Igor Surov

Personal information
- Full name: Igor Aleksandrovich Surov
- Date of birth: 16 November 1985 (age 40)
- Place of birth: Chelbasskaya [ru], Krasnodar Krai, Russian SFSR
- Height: 1.88 m (6 ft 2 in)
- Position: Defender

Youth career
- Olimpik Krasnodar

Senior career*
- Years: Team / Apps / (Gls)
- 2004–2005: FC Dynamo Krasnodar
- 2006: FC Kolos Timashyovsk
- 2007: Politehnica Chişinău / 8 / (0)
- 2008: TEKS Ivanteyevka
- 2008: Saturn-2 Moscow Oblast / 15 / (0)
- 2009–2010: Rusichi Oryol / 51 / (0)
- 2011: Olimpia Gelendzhik / 9 / (0)
- 2011–2014: Yakutiya Yakutsk / 61 / (2)
- 2014: Volga Ulyanovsk / 13 / (0)
- 2015: Mashuk-KMV Pyatigorsk / 11 / (0)
- 2016: FC Belogorsk
- 2017: CSKA Pamir Dushanbe / 8 / (0)

Managerial career
- 2023–: Eskhata Khujand

= Igor Surov =

Russian footballer

Igor Aleksandrovich Surov (Игорь Александрович Суров; born 16 November 1985) is a former Russian footballer, and current head coach of Eskhata Khujand.

==Career==
===Club===
He made his professional debut in 2007 for Moldovan National Division club FC Politehnica Chişinău.

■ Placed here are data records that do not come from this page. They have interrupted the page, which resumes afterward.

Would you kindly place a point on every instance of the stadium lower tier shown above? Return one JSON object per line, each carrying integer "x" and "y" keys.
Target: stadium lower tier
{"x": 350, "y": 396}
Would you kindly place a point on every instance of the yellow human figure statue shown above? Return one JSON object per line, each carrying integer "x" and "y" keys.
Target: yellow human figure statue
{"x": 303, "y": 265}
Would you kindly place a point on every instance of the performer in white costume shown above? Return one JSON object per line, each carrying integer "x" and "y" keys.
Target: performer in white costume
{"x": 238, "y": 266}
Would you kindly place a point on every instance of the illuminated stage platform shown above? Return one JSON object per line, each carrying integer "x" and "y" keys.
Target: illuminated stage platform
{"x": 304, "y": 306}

In March 2017, Surov was registered by Tajik League side CSKA Pamir Dushanbe for their upcoming season, playing 8 league, and 2 cup games before leaving the club in July 2017, retiring back to Krasnodar to coach junior football.

===Manager===
On 31 March 2023, Surov was listed as the head coach of Eskhata Khujand.